You are viewing a plain text version of this content. The canonical link for it is here.
Posted to user@spark.apache.org by Hitesh Goyal <hi...@nlpcaptcha.com> on 2016/11/28 12:41:06 UTC

time to run Spark SQL query

Hi team, I am using spark SQL for accessing the amazon S3 bucket data.
If I run a sql query by using normal SQL syntax like below

1)      DataFrame d=sqlContext.sql(i.e. Select * from tablename where column_condition);

Secondly, if I use dataframe functions for the same query like below :-

2)      dataframe.select(column_name).where(column_condition);

Now there is a question arising in my mind that which query would take more time to execute if I run both on the same dataset.
Or both would execute in the same time duration. Please suggest your answer.
Regards,
Hitesh Goyal
Simpli5d Technologies
Cont No.: 9996588220


Re: time to run Spark SQL query

Posted by ayan guha <gu...@gmail.com>.
They should take same time if everything else is constant
On 28 Nov 2016 23:41, "Hitesh Goyal" <hi...@nlpcaptcha.com> wrote:

> Hi team, I am using spark SQL for accessing the amazon S3 bucket data.
>
> If I run a sql query by using normal SQL syntax like below
>
> 1)      DataFrame d=sqlContext.sql(i.e.
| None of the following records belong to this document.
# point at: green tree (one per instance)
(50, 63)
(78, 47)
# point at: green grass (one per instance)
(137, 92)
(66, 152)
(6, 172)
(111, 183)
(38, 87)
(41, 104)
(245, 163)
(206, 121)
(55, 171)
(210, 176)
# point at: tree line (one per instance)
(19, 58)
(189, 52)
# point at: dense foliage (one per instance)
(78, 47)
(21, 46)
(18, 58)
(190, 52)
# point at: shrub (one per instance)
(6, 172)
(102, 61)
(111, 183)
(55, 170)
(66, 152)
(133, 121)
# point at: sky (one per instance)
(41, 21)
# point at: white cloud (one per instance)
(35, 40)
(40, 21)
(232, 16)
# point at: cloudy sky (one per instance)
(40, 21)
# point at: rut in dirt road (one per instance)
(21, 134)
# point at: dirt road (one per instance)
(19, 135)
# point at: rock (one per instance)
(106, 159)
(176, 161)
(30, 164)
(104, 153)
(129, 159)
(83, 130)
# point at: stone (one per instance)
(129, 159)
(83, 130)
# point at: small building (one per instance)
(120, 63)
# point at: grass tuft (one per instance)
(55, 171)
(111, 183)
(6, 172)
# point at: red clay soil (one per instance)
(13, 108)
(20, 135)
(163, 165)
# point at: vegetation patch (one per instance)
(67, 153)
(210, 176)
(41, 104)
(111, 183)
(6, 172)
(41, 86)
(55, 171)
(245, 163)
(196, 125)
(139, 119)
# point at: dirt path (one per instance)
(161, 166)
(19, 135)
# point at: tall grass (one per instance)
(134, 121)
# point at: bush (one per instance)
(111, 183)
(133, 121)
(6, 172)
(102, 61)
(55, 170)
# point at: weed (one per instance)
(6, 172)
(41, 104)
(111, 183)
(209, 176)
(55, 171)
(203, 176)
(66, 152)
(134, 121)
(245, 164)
Select * from tablename where
> column_condition);
>
>
>
> Secondly, if I use dataframe functions for the same query like below :-
>
> 2)      dataframe.select(column_name).where(column_condition);
>
>
>
> Now there is a question arising in my mind that which query would take
> more time to execute if I run both on the same dataset.
>
> Or both would execute in the same time duration. Please suggest your
> answer.
>
> Regards,
>
> *Hitesh Goyal*
>
> Simpli5d Technologies
>
> Cont No.: 9996588220
>
>
>